Une maman chameau, qui est seule avec son fils au bord du sentier perdu, s'approche avec intérêt pour nous regarder défiler. Son fils, qui vient tout juste de naître, je pense, a le cou si mince et la tête si petite qu'on le prendrait de loin pour une autruche à quatre pattes. Il est presque gentil, dans son étonnement de nous voir, dans sa grâce enfantine et épeurée.

Pluie, pluie à torrents. Nos trois vieilles poupées nègres d'avant-garde, encapuchonnées aujourd'hui jusqu'au-dessous des yeux, ont repris plus que jamais leur aspect de babouins pointus. L'étendard de soie, que la poupée du milieu tient toujours droit comme un cierge, n'est plus qu'une loque déteinte, déchiquetée par le vent. L'eau ruisselle sur nous tous. Et le canot du sultan, toujours semblable à un accessoire de défilé égyptien, avance avec une peine extrême, les pieds de ses quarante porteurs enfonçant à chaque pas dans la terre détrempée.

Après deux heures de cette prairie d'asphodèles, nous apercevons quelque chose comme une lézarde très longue serpentant dans la plaine, quelque chose qui doit être une rivière profondément encaissée.

C'est l'Oued M'cazen, réputée difficile à franchir, et, sur ses bords, il y a un rassemblement de mauvais augure: mules chargées, par centaines, chameaux, cavaliers, piétons, tous arrêtés là évidemment parce que la rivière n'est pas guéable... Alors, comment allons-nous faire?

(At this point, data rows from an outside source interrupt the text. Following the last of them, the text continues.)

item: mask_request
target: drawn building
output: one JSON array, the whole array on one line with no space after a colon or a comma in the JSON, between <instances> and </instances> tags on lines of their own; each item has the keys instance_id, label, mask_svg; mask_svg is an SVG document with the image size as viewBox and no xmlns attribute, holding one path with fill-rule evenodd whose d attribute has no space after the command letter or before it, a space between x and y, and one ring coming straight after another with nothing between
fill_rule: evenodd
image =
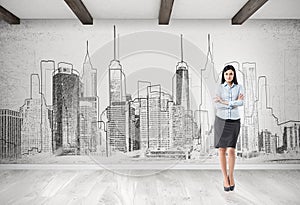
<instances>
[{"instance_id":1,"label":"drawn building","mask_svg":"<svg viewBox=\"0 0 300 205\"><path fill-rule=\"evenodd\" d=\"M242 130L242 150L258 151L258 109L256 64L243 63L244 73L244 128Z\"/></svg>"},{"instance_id":2,"label":"drawn building","mask_svg":"<svg viewBox=\"0 0 300 205\"><path fill-rule=\"evenodd\" d=\"M21 114L0 109L0 158L21 157Z\"/></svg>"},{"instance_id":3,"label":"drawn building","mask_svg":"<svg viewBox=\"0 0 300 205\"><path fill-rule=\"evenodd\" d=\"M20 113L23 118L21 153L51 153L50 113L44 98L26 99L25 104L20 108Z\"/></svg>"},{"instance_id":4,"label":"drawn building","mask_svg":"<svg viewBox=\"0 0 300 205\"><path fill-rule=\"evenodd\" d=\"M197 135L197 128L195 127L192 113L186 111L182 106L174 105L172 107L171 123L173 129L173 147L191 147L193 139Z\"/></svg>"},{"instance_id":5,"label":"drawn building","mask_svg":"<svg viewBox=\"0 0 300 205\"><path fill-rule=\"evenodd\" d=\"M185 62L176 66L176 105L190 110L189 71Z\"/></svg>"},{"instance_id":6,"label":"drawn building","mask_svg":"<svg viewBox=\"0 0 300 205\"><path fill-rule=\"evenodd\" d=\"M79 153L79 117L79 73L60 63L53 74L55 151Z\"/></svg>"},{"instance_id":7,"label":"drawn building","mask_svg":"<svg viewBox=\"0 0 300 205\"><path fill-rule=\"evenodd\" d=\"M52 152L51 112L46 98L40 93L40 78L32 74L30 78L30 98L20 107L23 118L21 134L21 154Z\"/></svg>"},{"instance_id":8,"label":"drawn building","mask_svg":"<svg viewBox=\"0 0 300 205\"><path fill-rule=\"evenodd\" d=\"M259 133L258 150L263 153L271 153L271 132L268 130Z\"/></svg>"},{"instance_id":9,"label":"drawn building","mask_svg":"<svg viewBox=\"0 0 300 205\"><path fill-rule=\"evenodd\" d=\"M97 144L97 70L93 68L88 52L83 63L79 98L80 153L95 152ZM99 146L98 146L99 147Z\"/></svg>"},{"instance_id":10,"label":"drawn building","mask_svg":"<svg viewBox=\"0 0 300 205\"><path fill-rule=\"evenodd\" d=\"M126 152L126 102L114 102L107 108L107 135L111 151Z\"/></svg>"},{"instance_id":11,"label":"drawn building","mask_svg":"<svg viewBox=\"0 0 300 205\"><path fill-rule=\"evenodd\" d=\"M148 100L140 99L139 125L140 125L140 147L142 150L149 148L149 120L148 120Z\"/></svg>"},{"instance_id":12,"label":"drawn building","mask_svg":"<svg viewBox=\"0 0 300 205\"><path fill-rule=\"evenodd\" d=\"M285 150L297 150L300 147L300 124L284 127L283 146Z\"/></svg>"}]
</instances>

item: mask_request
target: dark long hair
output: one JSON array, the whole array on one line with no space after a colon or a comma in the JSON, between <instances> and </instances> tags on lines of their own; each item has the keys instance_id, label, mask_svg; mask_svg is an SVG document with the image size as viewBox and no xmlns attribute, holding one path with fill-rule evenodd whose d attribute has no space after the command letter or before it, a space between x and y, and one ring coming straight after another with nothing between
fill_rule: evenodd
<instances>
[{"instance_id":1,"label":"dark long hair","mask_svg":"<svg viewBox=\"0 0 300 205\"><path fill-rule=\"evenodd\" d=\"M222 72L222 80L221 80L221 84L223 84L224 82L225 82L225 78L224 78L224 73L226 72L226 71L228 71L228 70L232 70L233 71L233 79L232 79L232 82L234 83L234 84L238 84L238 82L237 82L237 78L236 78L236 72L235 72L235 69L234 69L234 67L232 66L232 65L227 65L227 66L225 66L224 67L224 69L223 69L223 72Z\"/></svg>"}]
</instances>

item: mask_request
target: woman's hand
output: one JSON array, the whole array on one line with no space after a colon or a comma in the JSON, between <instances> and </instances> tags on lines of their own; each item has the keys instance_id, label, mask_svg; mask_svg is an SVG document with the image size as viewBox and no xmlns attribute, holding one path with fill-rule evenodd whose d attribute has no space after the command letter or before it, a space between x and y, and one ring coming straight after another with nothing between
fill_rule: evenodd
<instances>
[{"instance_id":1,"label":"woman's hand","mask_svg":"<svg viewBox=\"0 0 300 205\"><path fill-rule=\"evenodd\" d=\"M214 98L214 100L215 100L215 102L219 102L219 103L222 102L222 98L220 98L220 96L216 96L216 97Z\"/></svg>"},{"instance_id":2,"label":"woman's hand","mask_svg":"<svg viewBox=\"0 0 300 205\"><path fill-rule=\"evenodd\" d=\"M224 104L224 105L228 105L228 102L227 101L224 101L220 96L216 96L215 97L215 102L217 103L221 103L221 104Z\"/></svg>"},{"instance_id":3,"label":"woman's hand","mask_svg":"<svg viewBox=\"0 0 300 205\"><path fill-rule=\"evenodd\" d=\"M244 100L244 95L240 94L239 97L238 97L238 100Z\"/></svg>"}]
</instances>

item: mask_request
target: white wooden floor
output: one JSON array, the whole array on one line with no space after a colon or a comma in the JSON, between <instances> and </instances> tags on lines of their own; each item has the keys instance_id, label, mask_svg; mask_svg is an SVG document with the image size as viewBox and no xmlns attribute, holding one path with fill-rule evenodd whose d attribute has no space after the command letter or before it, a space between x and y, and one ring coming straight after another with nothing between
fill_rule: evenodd
<instances>
[{"instance_id":1,"label":"white wooden floor","mask_svg":"<svg viewBox=\"0 0 300 205\"><path fill-rule=\"evenodd\" d=\"M123 173L1 170L0 204L300 204L300 170L237 170L234 192L218 170Z\"/></svg>"}]
</instances>

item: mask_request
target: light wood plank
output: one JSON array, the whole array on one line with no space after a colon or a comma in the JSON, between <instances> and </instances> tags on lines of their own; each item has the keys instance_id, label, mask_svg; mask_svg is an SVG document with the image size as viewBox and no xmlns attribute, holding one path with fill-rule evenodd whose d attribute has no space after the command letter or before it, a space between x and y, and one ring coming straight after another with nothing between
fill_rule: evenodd
<instances>
[{"instance_id":1,"label":"light wood plank","mask_svg":"<svg viewBox=\"0 0 300 205\"><path fill-rule=\"evenodd\" d=\"M173 9L174 0L161 0L158 24L159 25L168 25L170 22L170 17Z\"/></svg>"},{"instance_id":2,"label":"light wood plank","mask_svg":"<svg viewBox=\"0 0 300 205\"><path fill-rule=\"evenodd\" d=\"M252 16L259 8L261 8L268 0L249 0L231 19L232 25L243 24L250 16Z\"/></svg>"}]
</instances>

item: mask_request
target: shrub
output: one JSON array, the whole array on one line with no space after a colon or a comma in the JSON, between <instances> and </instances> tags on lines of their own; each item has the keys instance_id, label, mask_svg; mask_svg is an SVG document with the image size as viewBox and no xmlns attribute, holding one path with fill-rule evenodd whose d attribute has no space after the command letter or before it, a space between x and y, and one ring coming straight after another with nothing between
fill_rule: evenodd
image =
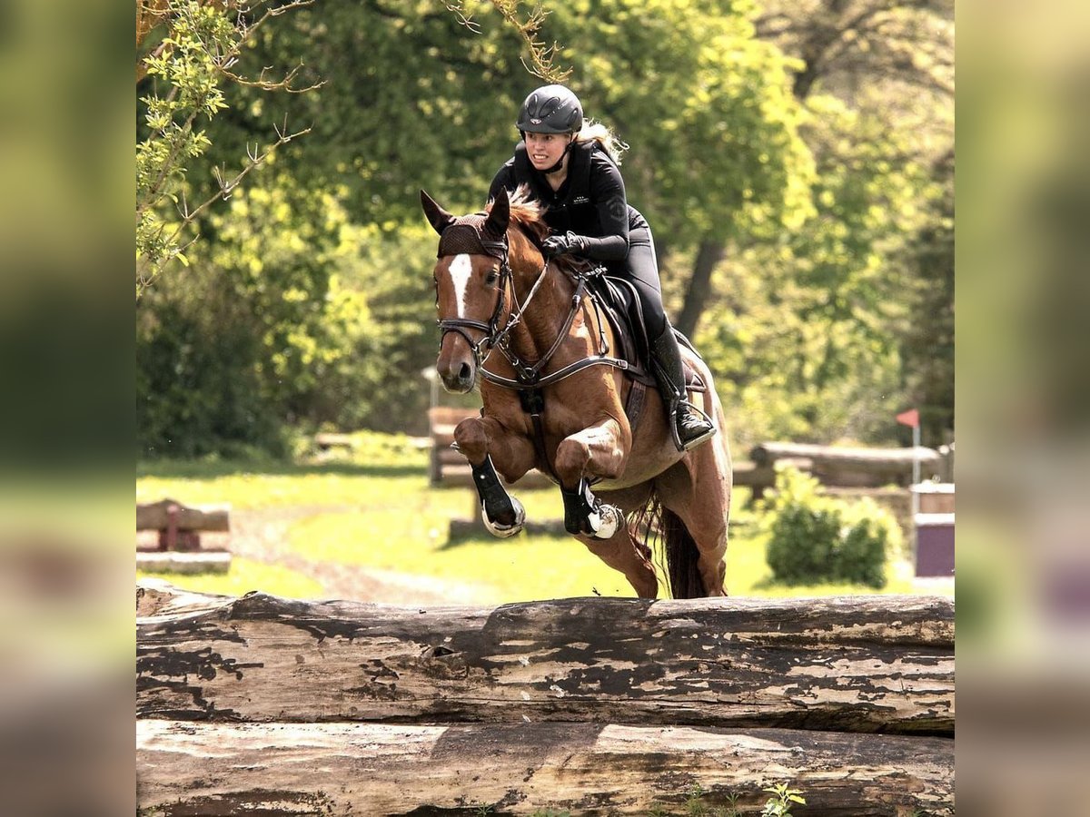
<instances>
[{"instance_id":1,"label":"shrub","mask_svg":"<svg viewBox=\"0 0 1090 817\"><path fill-rule=\"evenodd\" d=\"M765 510L765 558L776 581L885 586L887 548L899 545L900 529L873 500L849 505L822 496L816 478L782 467Z\"/></svg>"}]
</instances>

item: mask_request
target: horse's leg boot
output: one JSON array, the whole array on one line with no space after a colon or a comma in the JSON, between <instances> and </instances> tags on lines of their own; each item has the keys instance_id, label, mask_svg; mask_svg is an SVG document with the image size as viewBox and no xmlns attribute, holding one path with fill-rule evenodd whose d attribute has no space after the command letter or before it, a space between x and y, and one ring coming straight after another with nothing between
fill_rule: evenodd
<instances>
[{"instance_id":1,"label":"horse's leg boot","mask_svg":"<svg viewBox=\"0 0 1090 817\"><path fill-rule=\"evenodd\" d=\"M589 534L596 539L609 539L620 528L623 516L613 505L600 501L591 492L586 477L573 491L560 486L564 498L564 529L569 534Z\"/></svg>"},{"instance_id":2,"label":"horse's leg boot","mask_svg":"<svg viewBox=\"0 0 1090 817\"><path fill-rule=\"evenodd\" d=\"M678 451L688 451L715 436L712 420L686 399L685 368L681 350L669 324L651 342L652 371L658 382L658 393L666 403L670 436Z\"/></svg>"},{"instance_id":3,"label":"horse's leg boot","mask_svg":"<svg viewBox=\"0 0 1090 817\"><path fill-rule=\"evenodd\" d=\"M526 512L522 503L507 492L499 481L492 458L485 455L481 465L471 465L473 487L481 498L481 519L488 533L501 539L514 536L522 531L526 521Z\"/></svg>"}]
</instances>

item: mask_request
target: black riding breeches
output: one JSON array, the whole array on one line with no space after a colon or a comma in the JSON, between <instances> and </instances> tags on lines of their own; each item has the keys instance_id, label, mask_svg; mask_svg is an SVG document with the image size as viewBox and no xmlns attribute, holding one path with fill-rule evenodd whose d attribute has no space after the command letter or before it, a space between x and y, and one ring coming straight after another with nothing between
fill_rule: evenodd
<instances>
[{"instance_id":1,"label":"black riding breeches","mask_svg":"<svg viewBox=\"0 0 1090 817\"><path fill-rule=\"evenodd\" d=\"M647 337L654 340L666 329L666 310L663 308L663 286L658 280L658 260L651 229L635 228L628 234L628 257L622 275L635 284L643 309Z\"/></svg>"}]
</instances>

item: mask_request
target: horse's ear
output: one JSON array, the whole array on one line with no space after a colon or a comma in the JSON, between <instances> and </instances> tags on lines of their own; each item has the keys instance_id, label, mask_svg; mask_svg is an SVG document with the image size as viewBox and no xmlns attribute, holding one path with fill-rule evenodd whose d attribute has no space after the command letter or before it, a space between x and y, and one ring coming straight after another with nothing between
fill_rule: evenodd
<instances>
[{"instance_id":1,"label":"horse's ear","mask_svg":"<svg viewBox=\"0 0 1090 817\"><path fill-rule=\"evenodd\" d=\"M497 239L502 237L507 232L507 225L511 220L511 199L507 196L507 188L500 187L496 194L496 199L492 203L492 210L488 212L488 220L484 222L484 231Z\"/></svg>"},{"instance_id":2,"label":"horse's ear","mask_svg":"<svg viewBox=\"0 0 1090 817\"><path fill-rule=\"evenodd\" d=\"M424 191L420 192L420 206L424 208L424 215L427 216L427 220L432 222L432 227L439 235L443 235L443 231L455 222L455 217L439 207L435 199Z\"/></svg>"}]
</instances>

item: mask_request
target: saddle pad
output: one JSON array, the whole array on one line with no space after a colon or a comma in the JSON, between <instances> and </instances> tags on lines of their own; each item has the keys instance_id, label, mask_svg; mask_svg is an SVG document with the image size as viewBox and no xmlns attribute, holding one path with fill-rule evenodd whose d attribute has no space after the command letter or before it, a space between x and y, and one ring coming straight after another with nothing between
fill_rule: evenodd
<instances>
[{"instance_id":1,"label":"saddle pad","mask_svg":"<svg viewBox=\"0 0 1090 817\"><path fill-rule=\"evenodd\" d=\"M591 279L591 290L602 312L605 313L606 320L613 327L614 337L620 346L613 350L613 354L638 367L638 370L629 369L626 374L633 380L657 388L655 378L650 374L652 369L647 353L647 332L635 285L623 278L602 275ZM674 329L674 336L678 339L678 343L700 357L700 353L688 338L677 329ZM706 391L707 386L703 378L693 370L689 362L682 358L681 365L685 369L686 389L697 393Z\"/></svg>"}]
</instances>

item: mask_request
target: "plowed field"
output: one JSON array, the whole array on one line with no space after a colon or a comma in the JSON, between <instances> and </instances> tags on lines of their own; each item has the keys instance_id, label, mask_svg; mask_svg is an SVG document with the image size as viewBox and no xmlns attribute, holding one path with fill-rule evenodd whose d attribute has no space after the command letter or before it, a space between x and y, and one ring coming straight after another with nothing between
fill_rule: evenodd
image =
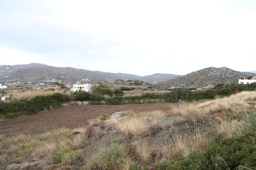
<instances>
[{"instance_id":1,"label":"plowed field","mask_svg":"<svg viewBox=\"0 0 256 170\"><path fill-rule=\"evenodd\" d=\"M7 137L42 134L60 128L83 127L87 121L101 115L133 110L137 113L171 110L177 104L72 106L36 114L0 121L0 135Z\"/></svg>"}]
</instances>

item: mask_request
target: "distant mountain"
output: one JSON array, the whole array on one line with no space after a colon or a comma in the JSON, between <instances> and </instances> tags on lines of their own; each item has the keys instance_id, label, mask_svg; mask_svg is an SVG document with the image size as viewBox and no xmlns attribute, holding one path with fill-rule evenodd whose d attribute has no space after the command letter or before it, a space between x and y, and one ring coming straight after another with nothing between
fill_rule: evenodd
<instances>
[{"instance_id":1,"label":"distant mountain","mask_svg":"<svg viewBox=\"0 0 256 170\"><path fill-rule=\"evenodd\" d=\"M196 88L221 83L238 83L238 79L254 75L252 73L245 73L235 71L225 67L220 68L211 67L162 82L159 85L160 88L169 90L173 88Z\"/></svg>"},{"instance_id":2,"label":"distant mountain","mask_svg":"<svg viewBox=\"0 0 256 170\"><path fill-rule=\"evenodd\" d=\"M82 83L116 79L139 80L152 84L168 80L180 75L156 73L146 76L121 73L114 73L99 71L90 71L71 67L56 67L37 63L13 66L0 66L0 82L21 83L31 82L43 82L45 79L61 80L65 84L76 82Z\"/></svg>"}]
</instances>

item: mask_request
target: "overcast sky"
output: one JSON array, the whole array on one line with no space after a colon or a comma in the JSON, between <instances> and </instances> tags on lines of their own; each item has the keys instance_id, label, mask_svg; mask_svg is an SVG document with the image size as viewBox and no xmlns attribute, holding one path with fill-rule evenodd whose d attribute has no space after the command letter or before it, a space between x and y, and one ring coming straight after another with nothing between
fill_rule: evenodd
<instances>
[{"instance_id":1,"label":"overcast sky","mask_svg":"<svg viewBox=\"0 0 256 170\"><path fill-rule=\"evenodd\" d=\"M256 70L256 0L0 0L0 65Z\"/></svg>"}]
</instances>

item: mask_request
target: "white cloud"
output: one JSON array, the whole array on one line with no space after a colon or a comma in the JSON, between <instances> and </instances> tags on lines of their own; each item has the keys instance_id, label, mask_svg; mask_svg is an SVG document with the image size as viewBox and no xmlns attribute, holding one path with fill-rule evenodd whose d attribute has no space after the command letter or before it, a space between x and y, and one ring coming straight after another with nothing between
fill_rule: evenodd
<instances>
[{"instance_id":1,"label":"white cloud","mask_svg":"<svg viewBox=\"0 0 256 170\"><path fill-rule=\"evenodd\" d=\"M255 70L255 4L227 0L5 2L5 9L0 12L4 16L0 17L0 32L4 33L0 48L19 49L20 56L35 55L36 62L53 66L139 75L183 75L209 66L249 71ZM6 60L4 64L12 62Z\"/></svg>"}]
</instances>

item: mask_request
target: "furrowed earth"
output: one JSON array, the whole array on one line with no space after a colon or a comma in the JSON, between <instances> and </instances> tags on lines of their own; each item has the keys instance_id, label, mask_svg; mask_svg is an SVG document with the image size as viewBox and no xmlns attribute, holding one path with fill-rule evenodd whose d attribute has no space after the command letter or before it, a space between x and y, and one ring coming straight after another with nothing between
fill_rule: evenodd
<instances>
[{"instance_id":1,"label":"furrowed earth","mask_svg":"<svg viewBox=\"0 0 256 170\"><path fill-rule=\"evenodd\" d=\"M12 137L33 135L55 129L84 127L87 121L106 113L129 110L136 113L171 110L174 103L120 105L71 106L19 117L0 120L0 135Z\"/></svg>"}]
</instances>

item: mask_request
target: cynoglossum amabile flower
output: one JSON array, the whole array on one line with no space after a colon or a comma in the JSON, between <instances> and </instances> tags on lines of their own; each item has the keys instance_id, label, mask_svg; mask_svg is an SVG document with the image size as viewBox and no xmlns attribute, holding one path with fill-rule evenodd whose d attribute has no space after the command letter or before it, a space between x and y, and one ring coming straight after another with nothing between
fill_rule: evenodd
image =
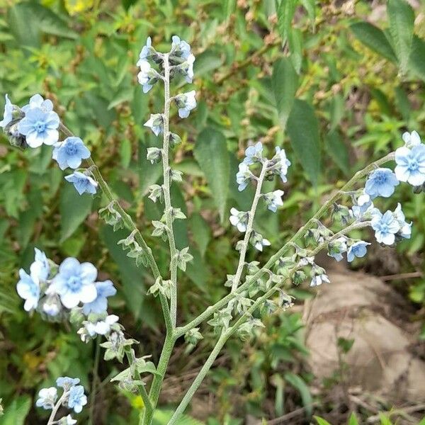
<instances>
[{"instance_id":1,"label":"cynoglossum amabile flower","mask_svg":"<svg viewBox=\"0 0 425 425\"><path fill-rule=\"evenodd\" d=\"M57 162L60 169L67 167L75 169L83 159L90 157L90 151L79 137L70 137L55 144L52 157Z\"/></svg>"},{"instance_id":2,"label":"cynoglossum amabile flower","mask_svg":"<svg viewBox=\"0 0 425 425\"><path fill-rule=\"evenodd\" d=\"M81 263L74 258L65 259L53 278L52 288L60 297L67 308L76 307L79 302L96 300L97 290L94 281L97 270L91 263Z\"/></svg>"},{"instance_id":3,"label":"cynoglossum amabile flower","mask_svg":"<svg viewBox=\"0 0 425 425\"><path fill-rule=\"evenodd\" d=\"M74 171L72 174L65 176L65 180L74 184L74 187L80 195L84 193L94 195L97 192L97 181L84 173Z\"/></svg>"}]
</instances>

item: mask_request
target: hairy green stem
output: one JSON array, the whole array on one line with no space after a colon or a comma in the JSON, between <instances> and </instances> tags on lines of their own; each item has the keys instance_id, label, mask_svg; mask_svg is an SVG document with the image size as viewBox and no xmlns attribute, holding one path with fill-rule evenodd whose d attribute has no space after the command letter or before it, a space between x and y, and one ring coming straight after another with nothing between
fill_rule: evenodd
<instances>
[{"instance_id":1,"label":"hairy green stem","mask_svg":"<svg viewBox=\"0 0 425 425\"><path fill-rule=\"evenodd\" d=\"M259 200L261 197L261 186L263 186L263 181L266 176L266 171L267 170L267 160L265 160L263 163L261 168L261 172L257 180L257 186L255 191L255 195L252 200L252 205L251 210L248 213L248 223L246 225L246 230L245 230L245 237L242 242L242 246L241 248L241 252L239 254L239 263L236 271L236 274L232 283L232 292L234 293L239 284L241 276L242 276L242 271L244 270L244 266L245 265L245 256L246 254L246 249L248 248L248 244L249 243L249 238L251 237L251 233L252 232L252 227L254 225L254 217L255 217L255 212L256 210Z\"/></svg>"},{"instance_id":2,"label":"hairy green stem","mask_svg":"<svg viewBox=\"0 0 425 425\"><path fill-rule=\"evenodd\" d=\"M169 164L169 120L170 120L170 65L168 54L164 55L164 142L162 147L162 169L164 178L164 203L165 204L165 222L170 247L170 271L171 279L171 315L173 327L177 320L177 249L173 231L173 210L170 195Z\"/></svg>"},{"instance_id":3,"label":"hairy green stem","mask_svg":"<svg viewBox=\"0 0 425 425\"><path fill-rule=\"evenodd\" d=\"M183 335L184 335L188 331L196 327L198 324L206 320L215 312L218 311L221 308L223 308L229 302L229 301L234 298L237 293L240 293L242 291L246 289L246 288L248 288L254 282L261 278L265 273L267 272L267 270L288 251L288 249L290 247L291 244L298 239L303 237L307 231L314 226L316 220L323 217L324 213L329 210L332 204L339 200L344 195L345 192L353 188L353 186L361 178L363 178L365 176L367 176L370 171L373 171L375 169L379 167L382 164L388 162L389 161L394 160L394 158L395 153L391 152L385 157L378 159L362 170L356 173L356 174L354 174L354 176L341 188L341 190L337 191L334 195L332 195L332 196L331 196L331 198L319 209L317 212L316 212L316 214L314 214L314 215L310 218L310 220L309 220L304 226L300 227L295 234L294 234L294 236L289 241L288 241L288 242L286 242L274 255L269 259L264 267L262 267L259 271L247 279L246 281L241 285L234 293L228 294L224 298L222 298L220 300L217 301L215 304L207 307L207 309L203 313L193 319L186 325L178 327L176 329L176 336L177 338L180 338L181 336L183 336Z\"/></svg>"},{"instance_id":4,"label":"hairy green stem","mask_svg":"<svg viewBox=\"0 0 425 425\"><path fill-rule=\"evenodd\" d=\"M369 221L353 223L352 225L348 226L341 232L335 233L331 237L328 238L326 241L319 244L314 250L312 250L311 252L309 252L309 256L314 256L322 249L323 249L323 248L327 246L330 242L338 239L339 237L341 237L341 236L344 236L344 234L347 234L352 230L354 230L356 229L367 227L370 225L370 222ZM283 281L276 283L267 292L266 292L263 295L259 297L253 303L253 305L249 309L247 309L247 310L234 322L234 324L232 327L230 327L228 329L222 332L221 336L217 341L214 348L210 353L210 356L208 356L208 358L207 359L206 362L205 363L201 370L200 370L198 375L196 376L196 378L192 382L191 387L185 394L181 402L180 402L180 404L178 404L177 409L174 412L174 414L170 419L170 421L168 423L168 425L175 424L178 420L179 417L183 414L186 408L188 407L188 404L192 400L195 392L196 392L198 388L199 388L199 386L202 383L202 381L206 376L209 370L211 368L212 364L214 363L214 361L217 358L217 356L220 353L221 349L224 346L227 339L229 339L229 338L237 331L240 326L244 322L246 322L249 317L251 317L252 313L259 307L260 307L266 300L270 298L270 297L273 294L273 293L275 293L279 288L279 287L280 287L285 282L287 282L294 274L294 273L300 268L302 268L302 267L300 266L295 266L295 267L293 267L290 271L288 277L287 277L285 279L283 279Z\"/></svg>"}]
</instances>

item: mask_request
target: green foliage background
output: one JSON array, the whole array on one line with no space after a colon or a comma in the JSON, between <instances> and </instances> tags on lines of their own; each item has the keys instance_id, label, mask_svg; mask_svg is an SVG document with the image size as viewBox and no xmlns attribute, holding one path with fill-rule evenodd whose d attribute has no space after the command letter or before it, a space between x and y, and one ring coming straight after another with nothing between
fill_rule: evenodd
<instances>
[{"instance_id":1,"label":"green foliage background","mask_svg":"<svg viewBox=\"0 0 425 425\"><path fill-rule=\"evenodd\" d=\"M35 93L53 101L135 217L163 270L166 246L150 236L150 222L161 212L146 197L162 173L145 159L158 140L143 128L163 101L158 89L142 94L135 64L148 35L160 51L174 34L191 42L198 107L188 120L171 118L183 140L174 166L186 176L185 184L173 186L174 205L189 217L176 225L177 244L189 244L196 264L179 280L181 322L222 295L225 274L235 268L237 235L230 229L228 211L246 209L251 198L252 192L238 192L234 181L249 141L260 140L270 150L284 147L293 163L283 208L276 215L261 209L257 218L276 247L335 185L400 146L404 130L425 137L423 3L414 11L402 0L387 8L375 2L373 10L366 1L3 0L0 10L0 93L21 105ZM102 199L76 195L52 164L48 147L22 152L1 137L0 397L6 413L1 423L23 423L31 409L28 423L35 424L43 413L30 407L30 397L57 376L79 376L89 391L94 347L81 343L66 324L44 322L23 310L17 273L31 262L35 246L57 262L67 256L91 261L101 277L110 278L118 288L111 310L141 341L140 355L152 353L154 361L162 315L146 295L149 273L116 244L125 232L114 233L98 220ZM414 217L414 234L389 264L372 253L361 264L380 274L424 267L424 194L413 196L405 187L397 193L407 216ZM420 318L425 280L395 283L416 303ZM310 296L300 289L294 294ZM261 341L227 346L225 364L208 384L216 395L211 425L239 424L246 414L276 417L311 404L313 377L299 367L308 355L300 317L282 314L267 325ZM170 374L196 368L212 341L207 333L191 353L178 347ZM140 400L108 384L120 368L101 364L104 385L96 424L137 417ZM163 400L158 423L166 423L166 404L178 401L184 387L183 382Z\"/></svg>"}]
</instances>

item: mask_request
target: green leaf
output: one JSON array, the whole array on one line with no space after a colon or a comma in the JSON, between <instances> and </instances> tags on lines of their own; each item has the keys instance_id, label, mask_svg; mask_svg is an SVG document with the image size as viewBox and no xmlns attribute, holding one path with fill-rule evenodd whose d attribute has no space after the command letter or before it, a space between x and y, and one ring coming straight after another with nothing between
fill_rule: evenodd
<instances>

L'Oued, grossie par les pluies, est agitée, rapide, roule en bruissant ses eaux boueuses, qui semblent, en effet, très profondes. De plus, elle est encaissée entre de hautes berges verticales, en terre glaise, détrempées et glissantes, absolument dangereuses. Avec nos idées d'Europe sur les voyages, il nous paraîtrait qu'il y a impossibilité matérielle à faire passer là, sans pont, des gens, des bagages et des tentes.

Cependant, nos caïds sont d'un avis différent et on va tenter la chose, en commençant par le frétin.

D'abord nos hommes de peine, qui, en un tour de main, enlèvent leurs burnous, toutes leurs nobles draperies de laine grise, mettent à nu leur beau torse fauve, et se jettent dans l'eau tourmentée et froide, sondant la profondeur: deux mètres tout au plus; avec un peu de bonne volonté, ce sera peut-être faisable.

Essayons maintenant quelques mules peu chargées...

A force de coups, elles passent, nageant vers le milieu, s'affolant une minute dans le courant qui les entraîne, puis bientôt reprenant pied sur les vases de l'autre rive, avec leur chargement au complet, bien que tout trempé d'eau boueuse.